Each detector follows a cheapest-first strategy, escalating through tiers only when lower tiers are inconclusive. See Detection Tiers for details.

Self-Healing Pipeline

When failures are detected, the self-healing pipeline can generate and apply fixes:

graph TD
    Det["Detection Result"] --> Gen["Fix Generator<br/>AI-powered fix generation<br/>Code suggestions, best practices"]
    Gen --> Approve["Approval Policy<br/>Manual or automatic<br/>High-risk requires human approval"]
    Approve --> Apply["Apply & Validate<br/>Execute fix with checkpoint<br/>Rollback if validation fails"]
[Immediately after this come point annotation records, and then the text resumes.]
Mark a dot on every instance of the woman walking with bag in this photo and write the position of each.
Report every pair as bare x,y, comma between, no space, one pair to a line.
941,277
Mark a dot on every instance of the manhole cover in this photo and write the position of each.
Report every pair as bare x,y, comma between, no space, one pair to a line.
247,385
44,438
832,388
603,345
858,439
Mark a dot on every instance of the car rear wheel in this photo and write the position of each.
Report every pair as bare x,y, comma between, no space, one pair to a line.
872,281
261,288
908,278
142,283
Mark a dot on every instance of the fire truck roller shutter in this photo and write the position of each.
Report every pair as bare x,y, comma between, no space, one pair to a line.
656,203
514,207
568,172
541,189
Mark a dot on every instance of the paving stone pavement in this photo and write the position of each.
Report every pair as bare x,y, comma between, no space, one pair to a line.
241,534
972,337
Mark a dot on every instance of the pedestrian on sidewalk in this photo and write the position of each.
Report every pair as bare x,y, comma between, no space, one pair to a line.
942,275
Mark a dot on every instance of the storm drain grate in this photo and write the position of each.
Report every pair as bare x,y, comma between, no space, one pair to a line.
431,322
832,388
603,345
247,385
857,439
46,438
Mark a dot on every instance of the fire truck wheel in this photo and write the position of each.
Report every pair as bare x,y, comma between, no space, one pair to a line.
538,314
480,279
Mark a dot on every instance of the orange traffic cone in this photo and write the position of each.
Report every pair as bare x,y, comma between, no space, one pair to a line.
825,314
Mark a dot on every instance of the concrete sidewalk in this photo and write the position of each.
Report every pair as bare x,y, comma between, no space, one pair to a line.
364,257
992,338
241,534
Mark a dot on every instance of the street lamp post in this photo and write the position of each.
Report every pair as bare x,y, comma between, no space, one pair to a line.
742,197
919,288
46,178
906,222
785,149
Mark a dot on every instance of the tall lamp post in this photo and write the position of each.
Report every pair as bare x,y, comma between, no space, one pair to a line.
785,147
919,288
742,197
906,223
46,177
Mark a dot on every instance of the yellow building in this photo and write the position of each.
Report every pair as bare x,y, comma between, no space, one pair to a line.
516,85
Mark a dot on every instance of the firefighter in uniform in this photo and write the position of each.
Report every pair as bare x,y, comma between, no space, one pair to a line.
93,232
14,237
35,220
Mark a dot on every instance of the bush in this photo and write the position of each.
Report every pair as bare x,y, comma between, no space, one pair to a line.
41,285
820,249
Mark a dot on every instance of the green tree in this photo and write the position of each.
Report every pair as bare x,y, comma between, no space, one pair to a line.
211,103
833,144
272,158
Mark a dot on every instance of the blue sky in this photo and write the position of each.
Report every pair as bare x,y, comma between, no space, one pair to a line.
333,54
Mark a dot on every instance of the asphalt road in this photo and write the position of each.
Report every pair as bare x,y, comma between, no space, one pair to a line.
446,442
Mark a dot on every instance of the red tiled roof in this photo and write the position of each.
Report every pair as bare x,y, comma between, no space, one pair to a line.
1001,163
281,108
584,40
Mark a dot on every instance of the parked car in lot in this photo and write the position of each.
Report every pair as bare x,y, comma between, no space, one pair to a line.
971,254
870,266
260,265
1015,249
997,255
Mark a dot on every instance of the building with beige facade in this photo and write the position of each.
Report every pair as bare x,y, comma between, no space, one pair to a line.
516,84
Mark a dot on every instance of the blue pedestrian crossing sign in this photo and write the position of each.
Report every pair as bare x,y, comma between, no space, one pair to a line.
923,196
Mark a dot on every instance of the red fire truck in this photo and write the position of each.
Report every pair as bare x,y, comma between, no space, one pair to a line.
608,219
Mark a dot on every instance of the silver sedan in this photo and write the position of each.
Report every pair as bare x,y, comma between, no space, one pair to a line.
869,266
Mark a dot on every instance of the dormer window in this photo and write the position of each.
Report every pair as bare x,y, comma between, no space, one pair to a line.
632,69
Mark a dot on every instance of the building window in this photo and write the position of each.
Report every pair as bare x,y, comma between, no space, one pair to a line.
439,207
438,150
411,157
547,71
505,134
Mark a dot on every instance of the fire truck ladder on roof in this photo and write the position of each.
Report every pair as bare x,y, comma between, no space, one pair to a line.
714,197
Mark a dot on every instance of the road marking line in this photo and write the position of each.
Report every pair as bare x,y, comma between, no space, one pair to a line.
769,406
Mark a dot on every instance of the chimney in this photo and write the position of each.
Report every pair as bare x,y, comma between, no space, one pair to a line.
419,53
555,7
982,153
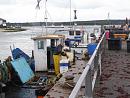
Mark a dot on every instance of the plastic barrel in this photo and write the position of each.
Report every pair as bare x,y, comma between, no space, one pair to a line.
91,48
56,63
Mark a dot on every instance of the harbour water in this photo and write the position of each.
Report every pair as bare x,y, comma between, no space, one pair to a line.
23,40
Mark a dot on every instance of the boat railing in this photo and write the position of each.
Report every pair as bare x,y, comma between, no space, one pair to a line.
91,72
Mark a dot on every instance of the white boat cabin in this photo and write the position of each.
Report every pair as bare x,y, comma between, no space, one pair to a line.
73,36
44,48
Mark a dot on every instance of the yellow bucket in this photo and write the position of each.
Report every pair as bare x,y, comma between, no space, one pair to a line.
56,59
See Self-Healing for the full pipeline description.

Key Directories

Directory Purpose
backend/app/api/v1/ REST API endpoints
backend/app/detection/ Core heuristic detection algorithms (20 detectors)
backend/app/detection_enterprise/ Enterprise ML/tiered detection, calibration
backend/app/detection/llm_judge/ LLM-as-Judge verification
backend/app/ingestion/ Trace parsing (OTEL, n8n, universal)
backend/app/storage/ Database models and migrations
backend/app/fixes/ AI-powered fix suggestions
backend/app/healing/ Self-healing orchestration
backend/app/core/ Auth, security, rate limiting, feature gates
backend/tests/ pytest tests
frontend/src/app/ Next.js pages and components
packages/ Python packages (pisama-core, pisama-claude-code)
cli/ CLI with MCP server support

Architecture Principles

  1. Tiered Detection -- Always start at Tier 1 (hash), escalate only if needed through Tier 2 (state delta), Tier 3 (embeddings), Tier 4 (LLM), Tier 5 (human).

  2. OTEL-First -- All traces use OpenTelemetry with gen_ai.* semantic conventions.

  3. Framework-Agnostic Core -- No framework-specific imports in core detection code. Framework-specific logic lives in adapters in packages/pisama-core/src/pisama_core/adapters/.

  4. Cost-Aware -- Track tokens, compute time, and dollar cost per detection. Target: $0.05/trace average.

  5. Safety-First Healing -- Require checkpoints, rollback capability, and approval policies for high-risk fixes.

  6. Feature-Flagged Enterprise -- Core code never imports from enterprise modules. Enterprise code can import from core. Feature gates return HTTP 402 when features are not enabled.